O sangue é tão quente que quase derrete o que resta da linha contínua. É triste. Escorre lentamente para a terra. Tão, tão lentamente como o respirar que se ouve ao fundo. É tão lento. Parece calmo. Como o sangue que escorre de lá para a terra. Ninguém passa, ninguém vê, ninguém sabe, ninguém ouve. Pisca a apaga de vez a última luz. Está escuro. Como o sangue dele que escorre para a terra. Não consegue falar. Uma única palavra que seja. Emite tanto som como o sangue que lhe sai de todo o corpo e escorre para a terra.
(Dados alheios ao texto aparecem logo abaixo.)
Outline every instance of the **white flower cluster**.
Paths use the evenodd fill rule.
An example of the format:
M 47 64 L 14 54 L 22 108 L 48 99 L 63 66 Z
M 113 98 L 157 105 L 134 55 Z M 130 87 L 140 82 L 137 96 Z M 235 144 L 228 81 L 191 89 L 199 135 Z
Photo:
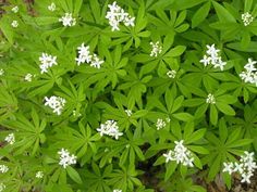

Cheira a qualquer coisa. A gasolina jorra aos soluços do depósito, como o sangue que por baixo do luar se vai acumulando na terra. Misturam-se. Combustíveis de homem e máquina, incompatíveis como homem e máquina, frágeis como homem e máquina, que abandonam agora homem e máquina às suas sortes, aos seus azares, ao seus desnortes, às suas mortes.

Há cortes na árvore cá atrás. A seiva escorre no escuro, lentamente, qual sangue gasolina, até à terra que a há de comer. Que os há de comer a todos. Homem, máquina, árvore, sangue, gasolina, seiva. A árvore parece chorar e assoar-se às folhas. As folhas que lhe dão vida são agora abandonadas pela seiva. E a chuva chega. Cai sobre todos. Água sobre homem, máquina, árvore. Mistura-se com sangue, gasolina e seiva, e como eles, escorre para a terra.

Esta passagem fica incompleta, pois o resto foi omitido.